La faiblesse de la direction du Hamas dans les Territoires a accru l’importance des dirigeants de l’opposition palestinienne « du dehors », dont la plupart vivent à Damas. C’est avec ces hommes qu’Abu Mazen tente d’arriver à un arrangement sur les conditions d’une trêve. Abu Mazen utilise également la proche élection du président de l’OLP afin de convaincre le Hamas de cesser les attentats, fût-ce pour une période limitée, non seulement à l’intérieur d’Israël, mais aussi en Cisjordanie et à Gaza.

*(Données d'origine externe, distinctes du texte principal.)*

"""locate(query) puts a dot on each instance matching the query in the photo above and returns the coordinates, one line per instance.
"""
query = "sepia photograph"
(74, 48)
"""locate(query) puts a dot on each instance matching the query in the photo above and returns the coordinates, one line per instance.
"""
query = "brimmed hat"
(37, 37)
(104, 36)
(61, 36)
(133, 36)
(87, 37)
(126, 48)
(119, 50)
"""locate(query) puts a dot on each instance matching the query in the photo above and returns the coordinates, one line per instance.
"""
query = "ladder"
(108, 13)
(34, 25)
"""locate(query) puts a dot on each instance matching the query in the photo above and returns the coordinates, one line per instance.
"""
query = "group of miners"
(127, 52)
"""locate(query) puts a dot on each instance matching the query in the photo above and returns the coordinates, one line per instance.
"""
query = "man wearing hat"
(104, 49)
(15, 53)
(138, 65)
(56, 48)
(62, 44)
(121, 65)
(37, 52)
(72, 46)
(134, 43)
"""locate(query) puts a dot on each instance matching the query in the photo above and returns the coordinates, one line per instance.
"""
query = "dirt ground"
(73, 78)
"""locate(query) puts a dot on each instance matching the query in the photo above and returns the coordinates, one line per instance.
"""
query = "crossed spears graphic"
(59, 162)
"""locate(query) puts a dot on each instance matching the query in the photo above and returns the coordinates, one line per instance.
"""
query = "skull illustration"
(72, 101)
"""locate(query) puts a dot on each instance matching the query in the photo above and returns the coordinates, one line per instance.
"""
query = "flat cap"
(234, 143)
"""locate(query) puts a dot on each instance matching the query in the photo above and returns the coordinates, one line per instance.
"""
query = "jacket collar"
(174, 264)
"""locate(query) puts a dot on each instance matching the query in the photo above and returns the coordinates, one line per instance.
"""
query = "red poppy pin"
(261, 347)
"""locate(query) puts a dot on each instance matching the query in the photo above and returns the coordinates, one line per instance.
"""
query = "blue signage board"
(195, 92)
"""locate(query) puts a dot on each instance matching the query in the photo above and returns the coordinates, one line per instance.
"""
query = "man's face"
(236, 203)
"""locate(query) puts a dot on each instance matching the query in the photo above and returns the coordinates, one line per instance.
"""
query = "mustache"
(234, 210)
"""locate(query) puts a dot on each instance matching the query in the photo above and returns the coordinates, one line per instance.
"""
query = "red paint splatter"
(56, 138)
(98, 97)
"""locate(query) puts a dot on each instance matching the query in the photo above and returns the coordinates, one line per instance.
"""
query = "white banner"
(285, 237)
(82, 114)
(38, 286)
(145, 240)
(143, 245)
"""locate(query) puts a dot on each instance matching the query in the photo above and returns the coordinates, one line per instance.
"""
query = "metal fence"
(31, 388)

Un tel arrangement est rendu possible en partie par la force des pressions exercées par le pouvoir syrien sur les leaders de l’opposition palestinienne à Damas. Ceux-ci comprennent parfaitement qu’à l’heure où le président Assad appelle à une reprise des pourparlers de paix avec Israël, il n’entend pas permettre aux groupes palestiniens placés sous son égide d’user de la terreur contre cet État.

Une fenêtre s’ouvre, plus large que jamais, sur la perspective d’un cessez-le-feu avec les Palestiniens. Le gouvernement israélien ne doit pas laisser passer cette chance d’une trêve et d’une reprise du processus de paix.